A ganglion cyst is characterized by a noticeable bump covering a joint or a tendon. Around 70% of the time they are found on the back side of the wrist (on the wrist joint) and protrude outward most noticeably when the wrist is bent downward. These cysts contain a gelatinous fluid which is viscous and clear and may feel either firm (bone like) or spongy. Ganglion Cysts are what the medical community calls idiopathic, which in lay terms means that “they form for unknown reasons.”
Some medical professionals however feel that ganglion cysts form due to an underlying dysfunction of the joints beneath the cyst. The surface area of all joints are covered by a layer of tissue called synovial lining as well as fluid called synovial fluid. When a ganglion cyst forms in the wrist area it is generally believed to be a result of distressed synovial fluid that is squeezed out from between the bones.

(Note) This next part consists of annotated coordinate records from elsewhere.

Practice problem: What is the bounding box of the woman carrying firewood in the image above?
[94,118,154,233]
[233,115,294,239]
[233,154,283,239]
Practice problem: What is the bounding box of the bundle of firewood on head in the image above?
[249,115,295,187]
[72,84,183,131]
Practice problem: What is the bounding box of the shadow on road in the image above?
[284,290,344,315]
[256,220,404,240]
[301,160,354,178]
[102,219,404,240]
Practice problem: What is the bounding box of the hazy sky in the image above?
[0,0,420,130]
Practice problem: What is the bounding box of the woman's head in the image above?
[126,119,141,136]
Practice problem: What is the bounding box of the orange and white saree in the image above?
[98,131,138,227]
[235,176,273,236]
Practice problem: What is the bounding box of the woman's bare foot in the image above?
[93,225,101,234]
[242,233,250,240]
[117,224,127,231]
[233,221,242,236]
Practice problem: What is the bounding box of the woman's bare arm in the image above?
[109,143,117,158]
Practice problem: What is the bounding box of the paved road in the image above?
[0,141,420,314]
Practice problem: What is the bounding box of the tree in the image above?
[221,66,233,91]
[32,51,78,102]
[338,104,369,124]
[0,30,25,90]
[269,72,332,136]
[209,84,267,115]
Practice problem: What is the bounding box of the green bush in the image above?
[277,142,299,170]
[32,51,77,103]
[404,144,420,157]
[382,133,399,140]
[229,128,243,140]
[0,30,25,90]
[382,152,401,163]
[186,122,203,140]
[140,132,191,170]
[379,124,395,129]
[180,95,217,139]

Who Is Susceptible to Ganglion Cysts?
In general, these cysts, also known as bible bumps (the etymology here comes from years ago when treatment involved smashing the cyst with a heavy book, often times a bible) occur more often in women. From an age perspective, they are found most often in people ranging from 20-45 years of age. It is rare to find one in a child, specifically those under age 10. Ganglion cysts can affect anyone however, so if you are a male or outside of the above age range you may still be susceptible to a cyst of this kind. Moreover, these cysts are also found more often in those who consistently put stress on their hand or wrist with repetitious motions. For instance, if your job requires you to lift small objects all day with a quick wrist motion, you may be more susceptible to cyst formation. Also, those who have osteoarthritis or have injured tendons in the wrist or feet may be more susceptible as well.
Where Else Do They Form?
Although the back of the wrist is the most common location, ganglion cysts can also form anywhere that you find a joint. They occur most commonly on the top of the foot, the knee, specifically on the outside, the ankle, the fingertips just above the cuticle lining and the base of the fingers on the palm.
Are Ganglion Cysts Dangerous?
Ganglion cysts on their own are benign. In a some cases, the cyst itself will go away on its own and will not require treatment.

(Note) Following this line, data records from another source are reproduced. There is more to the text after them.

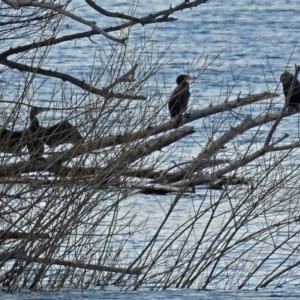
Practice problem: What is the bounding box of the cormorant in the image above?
[280,71,300,112]
[42,120,82,147]
[0,128,26,153]
[27,106,46,160]
[168,74,191,118]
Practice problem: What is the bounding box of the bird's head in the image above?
[280,71,294,85]
[29,106,47,120]
[176,74,191,85]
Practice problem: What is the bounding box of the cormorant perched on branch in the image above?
[27,106,46,159]
[43,120,82,147]
[169,74,191,118]
[0,128,26,153]
[280,71,300,112]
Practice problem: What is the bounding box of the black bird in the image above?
[168,74,191,118]
[280,71,300,112]
[42,120,82,147]
[0,128,26,154]
[27,106,46,160]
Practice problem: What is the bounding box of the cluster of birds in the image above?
[0,106,82,160]
[0,72,300,160]
[168,71,300,123]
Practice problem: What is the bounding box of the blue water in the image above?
[0,0,300,300]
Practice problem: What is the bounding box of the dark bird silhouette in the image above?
[168,74,191,118]
[0,128,26,154]
[43,120,82,147]
[27,106,46,160]
[280,71,300,112]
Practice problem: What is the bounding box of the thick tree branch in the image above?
[0,58,146,100]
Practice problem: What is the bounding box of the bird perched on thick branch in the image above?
[27,106,82,159]
[168,74,191,118]
[280,71,300,112]
[27,106,47,160]
[43,120,82,147]
[0,128,28,154]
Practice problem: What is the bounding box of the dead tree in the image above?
[0,0,300,291]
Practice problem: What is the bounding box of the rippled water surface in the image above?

How Are Ganglion Cysts Treated?
Lucky for you, modern medicine has advanced past the point of using a bible to burst the fluid sack that makes up ganglion cysts. There are a few methods that medical practitioners use to remove the cyst and its contents.

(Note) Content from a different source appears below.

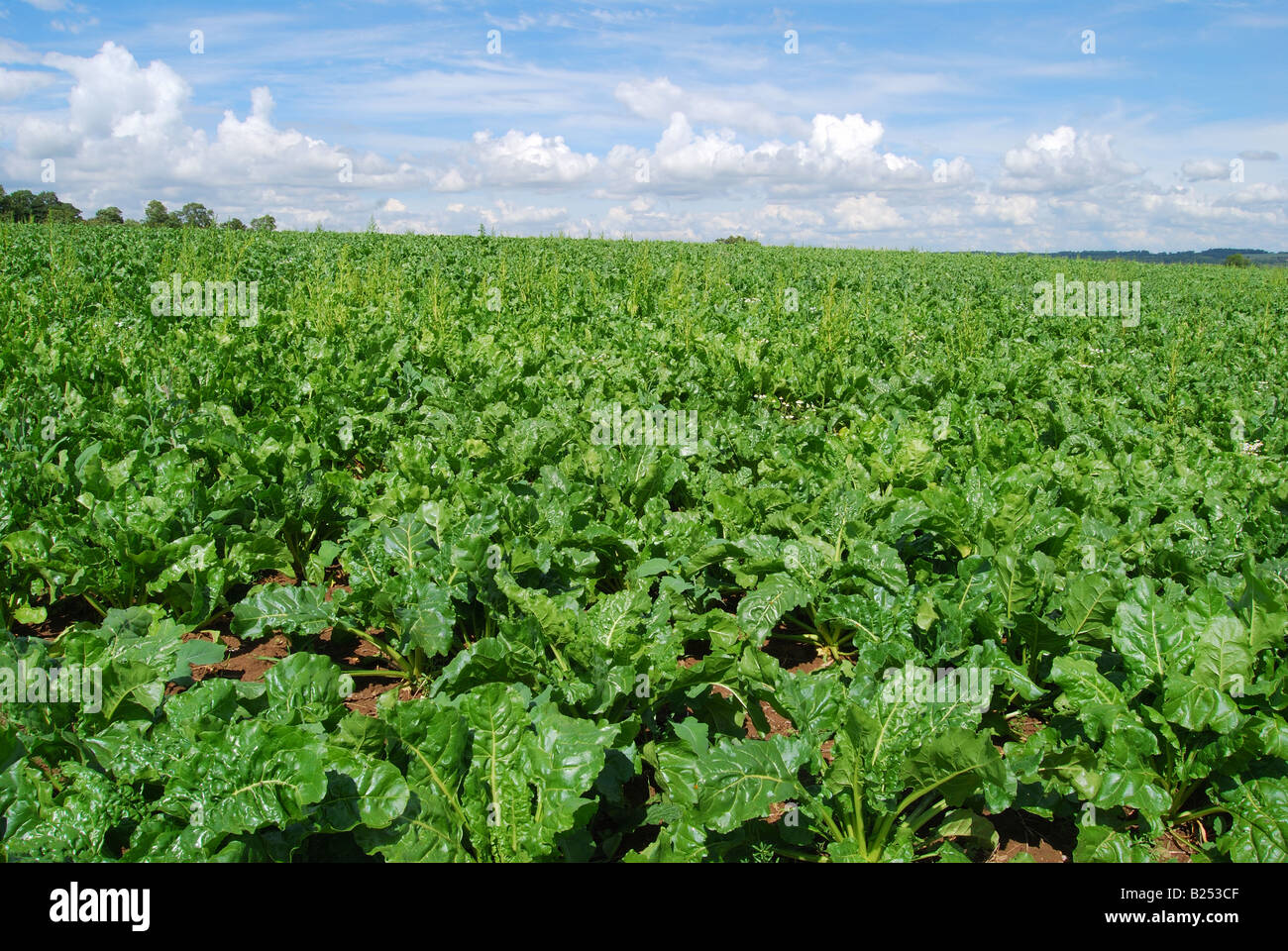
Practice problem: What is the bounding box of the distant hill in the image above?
[1010,248,1288,268]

- Joint Immobilization: Since ganglion cysts can occur due to repeated stress placed on the affected joint, doctors will typically recommend that the patient immobilize the joint to allow the cyst to reduce in size. Wrist braces or splints are most commonly used at first and are in most cases very effective.
- Ganglion Cyst Aspiration: If the immobilization effort did not effectively reduce the size of the cyst, doctors generally recommend that the cyst be drained. Depending on the viscosity of the contents, doctors may first inject an enzyme into the cyst to help reduce the thickness of the containing fluid. Another needle will then be inserted into the cyst and the contents drained. Some physicians follow up the drainage with a steroid injection used to reduce the odds of recurrence.
- Ganglion Cyst Surgery: In rare cases, where neither of the above solutions have yielded positive results, physicians will resort to surgical removal of the cyst. Surgical removal aims at removing the stalk as well as the cyst. Cysts can however return even after surgery.